Natick also does a great deal of work on human factors that affect the combat soldier, ranging from biomechanics (with the help of state-of-the-art motion capture systems) to cognitive performance (using immersive VR to study things like how soldiers respond to sudden threats) to how well new clothing works via an obstacle course. Of course, that's hardly the only way that Natick tests clothing. There's a massive facility for flame-testing of clothing and other equipment, to ensure that military uniforms will protect their wearers if things go wrong. One mannequin has 123 heat sensors, and can either be used for static tests of clothing or run through a dynamic course of flame jets. And the tests don't stop there. Abrasion tests. Air permeability tests. Color fading tests. Water absorption tests. Static electricity dissipation tests. Tearing tests. Tests to see how it stands up to being washed. Tests to make sure it doesn't absorb chemical weapons.
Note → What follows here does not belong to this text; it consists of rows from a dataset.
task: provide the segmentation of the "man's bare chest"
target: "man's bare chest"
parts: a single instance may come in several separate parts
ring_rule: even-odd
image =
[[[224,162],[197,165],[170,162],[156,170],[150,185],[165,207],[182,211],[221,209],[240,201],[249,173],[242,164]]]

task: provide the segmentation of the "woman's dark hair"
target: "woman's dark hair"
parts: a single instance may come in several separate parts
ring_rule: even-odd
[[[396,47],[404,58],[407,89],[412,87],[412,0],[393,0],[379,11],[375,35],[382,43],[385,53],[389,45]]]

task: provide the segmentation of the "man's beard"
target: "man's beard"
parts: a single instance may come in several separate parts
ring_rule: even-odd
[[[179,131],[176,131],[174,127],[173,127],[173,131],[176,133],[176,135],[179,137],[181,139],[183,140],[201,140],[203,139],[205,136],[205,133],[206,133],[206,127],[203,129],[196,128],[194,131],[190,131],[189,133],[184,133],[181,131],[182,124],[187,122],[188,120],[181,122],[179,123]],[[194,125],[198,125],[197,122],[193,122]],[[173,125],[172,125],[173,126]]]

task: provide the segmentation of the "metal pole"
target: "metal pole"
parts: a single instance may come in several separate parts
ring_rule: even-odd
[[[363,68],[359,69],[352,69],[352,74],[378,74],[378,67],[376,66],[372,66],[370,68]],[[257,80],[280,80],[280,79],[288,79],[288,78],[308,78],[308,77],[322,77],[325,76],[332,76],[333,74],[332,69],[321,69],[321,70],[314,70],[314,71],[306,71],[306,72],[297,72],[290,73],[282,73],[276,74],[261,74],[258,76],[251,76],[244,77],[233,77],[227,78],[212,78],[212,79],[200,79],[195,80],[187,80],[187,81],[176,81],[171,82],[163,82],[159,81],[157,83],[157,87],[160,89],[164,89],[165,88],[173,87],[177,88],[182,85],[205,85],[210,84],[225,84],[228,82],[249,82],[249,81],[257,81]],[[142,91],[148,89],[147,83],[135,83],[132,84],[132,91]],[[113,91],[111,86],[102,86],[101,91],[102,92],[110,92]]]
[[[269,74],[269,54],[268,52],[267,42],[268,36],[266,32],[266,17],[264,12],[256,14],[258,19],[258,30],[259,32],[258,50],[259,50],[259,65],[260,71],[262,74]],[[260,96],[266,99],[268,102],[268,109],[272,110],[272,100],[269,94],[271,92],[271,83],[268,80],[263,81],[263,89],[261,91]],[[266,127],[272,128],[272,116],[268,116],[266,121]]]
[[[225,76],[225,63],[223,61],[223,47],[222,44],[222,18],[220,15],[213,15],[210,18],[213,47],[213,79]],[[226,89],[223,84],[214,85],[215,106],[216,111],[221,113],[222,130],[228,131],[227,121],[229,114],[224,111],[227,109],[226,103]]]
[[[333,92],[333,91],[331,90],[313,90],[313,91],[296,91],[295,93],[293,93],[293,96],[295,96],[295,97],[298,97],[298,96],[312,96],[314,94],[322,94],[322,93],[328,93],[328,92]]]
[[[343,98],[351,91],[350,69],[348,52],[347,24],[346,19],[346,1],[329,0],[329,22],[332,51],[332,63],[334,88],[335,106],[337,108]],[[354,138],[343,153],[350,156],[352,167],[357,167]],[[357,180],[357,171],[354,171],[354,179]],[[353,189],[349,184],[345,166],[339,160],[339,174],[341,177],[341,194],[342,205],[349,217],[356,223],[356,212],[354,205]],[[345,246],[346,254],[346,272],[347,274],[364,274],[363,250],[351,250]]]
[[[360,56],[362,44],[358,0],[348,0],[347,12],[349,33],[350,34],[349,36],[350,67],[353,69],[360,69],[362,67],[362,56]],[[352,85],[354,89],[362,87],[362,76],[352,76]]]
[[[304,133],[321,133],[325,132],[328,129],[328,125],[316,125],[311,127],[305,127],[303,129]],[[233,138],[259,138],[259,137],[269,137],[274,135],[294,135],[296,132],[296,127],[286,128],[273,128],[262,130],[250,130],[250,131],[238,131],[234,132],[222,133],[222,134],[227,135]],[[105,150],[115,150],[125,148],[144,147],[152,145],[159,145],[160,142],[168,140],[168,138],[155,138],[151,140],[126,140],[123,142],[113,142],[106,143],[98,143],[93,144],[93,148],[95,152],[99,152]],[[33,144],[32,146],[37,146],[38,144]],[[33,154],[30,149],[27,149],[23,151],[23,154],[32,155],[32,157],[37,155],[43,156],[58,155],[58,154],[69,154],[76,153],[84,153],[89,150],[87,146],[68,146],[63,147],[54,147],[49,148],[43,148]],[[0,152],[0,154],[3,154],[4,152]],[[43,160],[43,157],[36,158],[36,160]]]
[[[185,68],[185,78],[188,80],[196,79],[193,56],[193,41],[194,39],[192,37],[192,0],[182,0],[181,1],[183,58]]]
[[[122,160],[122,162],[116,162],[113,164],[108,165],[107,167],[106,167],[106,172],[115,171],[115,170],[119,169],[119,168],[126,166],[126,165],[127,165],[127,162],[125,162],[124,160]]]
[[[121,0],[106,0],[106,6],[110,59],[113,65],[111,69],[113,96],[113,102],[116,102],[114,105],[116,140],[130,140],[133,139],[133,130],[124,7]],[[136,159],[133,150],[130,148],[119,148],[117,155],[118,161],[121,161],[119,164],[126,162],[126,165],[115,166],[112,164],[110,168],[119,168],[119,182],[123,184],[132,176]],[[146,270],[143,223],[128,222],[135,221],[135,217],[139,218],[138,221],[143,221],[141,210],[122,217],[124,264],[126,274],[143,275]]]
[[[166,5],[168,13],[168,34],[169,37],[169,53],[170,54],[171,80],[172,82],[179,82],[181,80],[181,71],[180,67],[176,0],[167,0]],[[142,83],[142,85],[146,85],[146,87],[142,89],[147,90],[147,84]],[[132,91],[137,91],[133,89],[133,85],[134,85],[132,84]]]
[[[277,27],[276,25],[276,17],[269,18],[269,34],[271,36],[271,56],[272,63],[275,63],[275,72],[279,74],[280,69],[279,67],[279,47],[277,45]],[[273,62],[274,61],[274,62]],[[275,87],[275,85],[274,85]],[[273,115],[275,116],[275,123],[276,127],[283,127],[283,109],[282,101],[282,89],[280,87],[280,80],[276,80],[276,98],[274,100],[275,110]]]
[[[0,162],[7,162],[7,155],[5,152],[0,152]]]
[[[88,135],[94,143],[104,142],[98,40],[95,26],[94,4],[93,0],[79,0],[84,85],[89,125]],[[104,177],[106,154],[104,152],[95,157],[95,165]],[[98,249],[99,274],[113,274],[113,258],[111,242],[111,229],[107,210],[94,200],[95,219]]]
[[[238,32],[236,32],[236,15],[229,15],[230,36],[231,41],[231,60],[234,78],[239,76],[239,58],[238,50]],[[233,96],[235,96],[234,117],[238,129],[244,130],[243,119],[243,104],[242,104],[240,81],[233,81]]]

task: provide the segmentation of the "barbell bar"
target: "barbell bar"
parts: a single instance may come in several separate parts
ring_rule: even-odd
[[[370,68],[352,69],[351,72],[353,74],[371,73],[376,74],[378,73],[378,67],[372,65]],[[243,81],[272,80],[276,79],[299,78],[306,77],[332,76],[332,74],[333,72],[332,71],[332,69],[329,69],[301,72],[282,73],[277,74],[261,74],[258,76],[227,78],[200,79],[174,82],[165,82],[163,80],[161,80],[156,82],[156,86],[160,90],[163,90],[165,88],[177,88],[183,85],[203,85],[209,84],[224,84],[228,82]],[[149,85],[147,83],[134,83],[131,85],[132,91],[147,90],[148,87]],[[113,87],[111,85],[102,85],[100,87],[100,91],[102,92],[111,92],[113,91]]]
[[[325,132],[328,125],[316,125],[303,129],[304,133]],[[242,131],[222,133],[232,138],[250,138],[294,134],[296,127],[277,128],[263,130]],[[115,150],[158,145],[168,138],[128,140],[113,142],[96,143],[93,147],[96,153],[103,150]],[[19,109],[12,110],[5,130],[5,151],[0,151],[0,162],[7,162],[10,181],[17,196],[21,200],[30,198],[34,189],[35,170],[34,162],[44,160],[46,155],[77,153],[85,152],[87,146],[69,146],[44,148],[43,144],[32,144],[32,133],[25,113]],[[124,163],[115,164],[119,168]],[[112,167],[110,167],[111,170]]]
Nor is Natick's testing limited to uniform clothing. Body armor. Boots. Tents. Load-bearing gear. Chemical protective suits. Ballistic glasses. Parachutes and rigging gear for airdrop of cargo and personnel. And extensive fabrication facilities that let the personnel there participate in the development of all of this. Everything from sophisticated polymer extruders and 3D printers to sewing machines and welding gear.
Overall, Natick is one of America's leading centers for the testing of both personal equipment and human performance in unusual environments. The full catalog of weird and wonderful facilities is much longer than I've recounted here, all of which show some tiny facet of the work that goes into making our military the best-equipped in history.
1 Trying to figure out the actual org chart at Natick requires spending way too much time staring at the worst sort of DoD administrative documentation. So I'm going to ignore it and just treat everything as falling under one roof. ⇑
Comments
That's an impressive set of facilities. Is there any program in place to share them, or research from them, with the civilian world? On the one hand it seems like something that could turn into a distraction, but on the other a lot of generally useful results should come out.
Actually, yes. Most federal facilities of this type (all three profiled so far in this series among them, IIRC) are allowed and encouraged to do work for the commercial sector when they have excess capacity. This benefits everybody because it reduces costs to the government and lets the companies tap world-class expertise.